An ESP32-powered wearable device that translates sign language gestures into spoken or text-based output. It utilizes a K-Nearest Neighbors (KNN) algorithm for real-time gesture classification and features a web-based 3D visualization tool built with Three.js.

Smart Sign Language Glove Translator

Bridging Communication Gaps with Wearable Tech

The Smart Sign Language Glove is an innovative embedded system designed to facilitate communication for individuals who use sign language. By combining wearable sensors with machine learning, the project translates physical hand gestures into digital text or spoken words in real-time. This project demonstrates a sophisticated integration of embedded hardware, asynchronous web communication, and edge computing.

Technical Architecture

At the heart of the system is an ESP32 microcontroller, which serves as the central processing unit. The glove is equipped with five flex sensors (variable resistors) to monitor finger movement and an MPU6050 gyroscope/accelerometer module to track hand orientation and motion.

The firmware is built using the Arduino framework within the PlatformIO ecosystem. It leverages the LittleFS filesystem to manage web assets and configuration data, while the ESPAsyncWebServer library handles high-performance, non-blocking communication between the glove and a connected web client.

Machine Learning on the Edge

Gesture recognition is handled locally on the ESP32 using a K-Nearest Neighbors (KNN) algorithm. The system captures sensor data in three-second windows to record the full range of motion for specific phrases. Before classification, the data undergoes a normalization process to ensure consistency regardless of the user’s hand size or movement speed.

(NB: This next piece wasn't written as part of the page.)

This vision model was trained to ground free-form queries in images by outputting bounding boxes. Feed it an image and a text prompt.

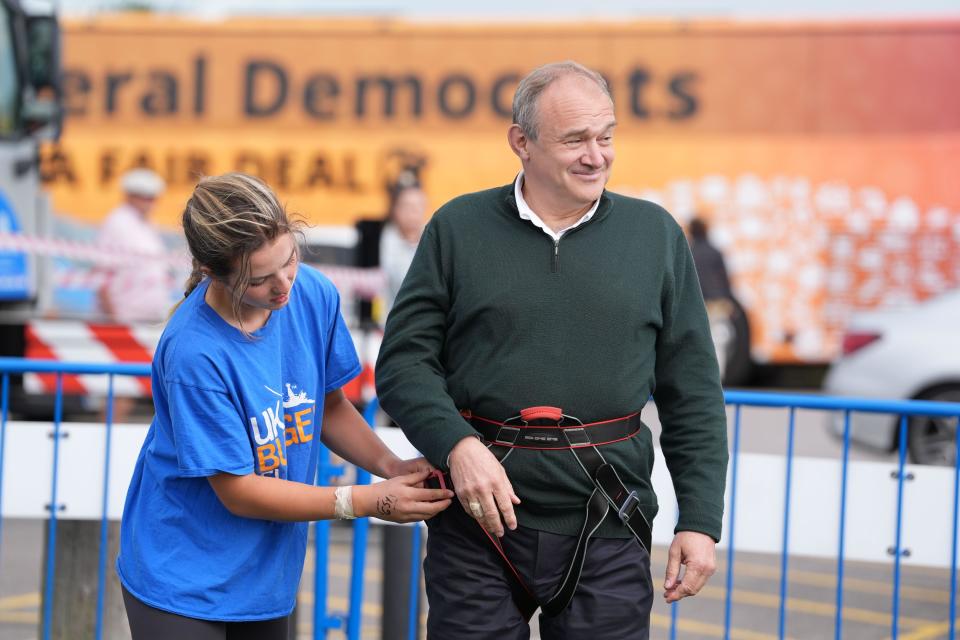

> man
[97,169,173,323]
[377,62,727,640]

The KNN model calculates the Euclidean distance between the current gesture’s feature vector and stored training data. To maintain high reliability, the system only accepts predictions with a confidence score of 80% or higher. This approach allows for a responsive and accurate translation experience without requiring a constant connection to a heavy cloud-based AI backend.

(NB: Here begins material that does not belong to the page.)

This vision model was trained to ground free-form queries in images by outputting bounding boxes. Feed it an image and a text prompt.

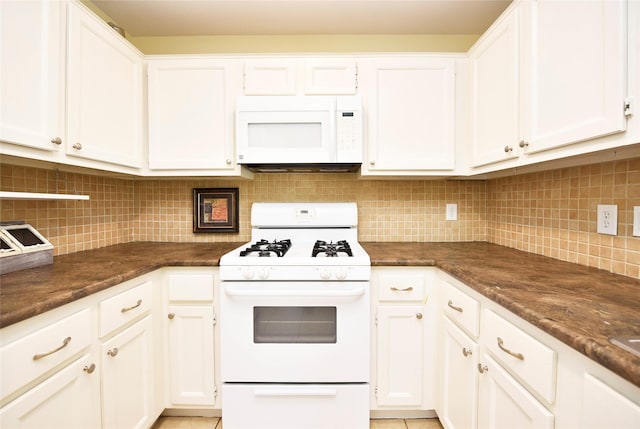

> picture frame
[193,188,240,233]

Real-Time 3D Visualization and Web Interface

One of the project’s standout features is its interactive web interface. The ESP32 acts as a web server, serving a JavaScript-based client that utilizes the Three.js library. This client renders a dynamic 3D hand model that mirrors the user’s physical movements in real-time.

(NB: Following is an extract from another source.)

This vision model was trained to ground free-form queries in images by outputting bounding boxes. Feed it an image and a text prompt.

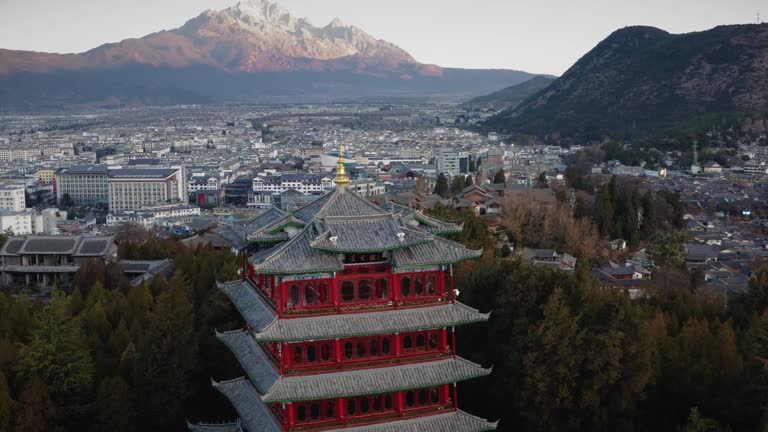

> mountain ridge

Key web technologies used include:

  • Server-Sent Events (SSE): Used for one-way, real-time data streaming from the ESP32 to the browser, allowing the 3D model’s bones to rotate and flex instantly as the user moves.
  • Web Speech API: Converts the predicted gesture labels into audible speech, providing immediate feedback for the translation.
  • GLTFLoader: Loads a detailed 3D hand armature, which is then animated using GSAP for smooth transitions between poses.

Hardware Implementation

The hardware is designed for portability and ease of use. The components are soldered onto a compact 4cm x 6cm PCB, which is mounted to the glove using 3D-printed parts and velcro. The circuit includes a voltage divider network for the flex sensors and an I2C interface for the MPU6050. While currently powered via a wired connection during the development phase, future iterations aim for complete independence with external power supplies and wireless firmware updates.

Future Development

The project roadmap includes transitioning from KNN to more complex neural networks to further increase prediction accuracy. Additionally, the developers plan to implement a dual-hand system to support more complex sign language vocabularies, making the tool even more versatile for real-world communication.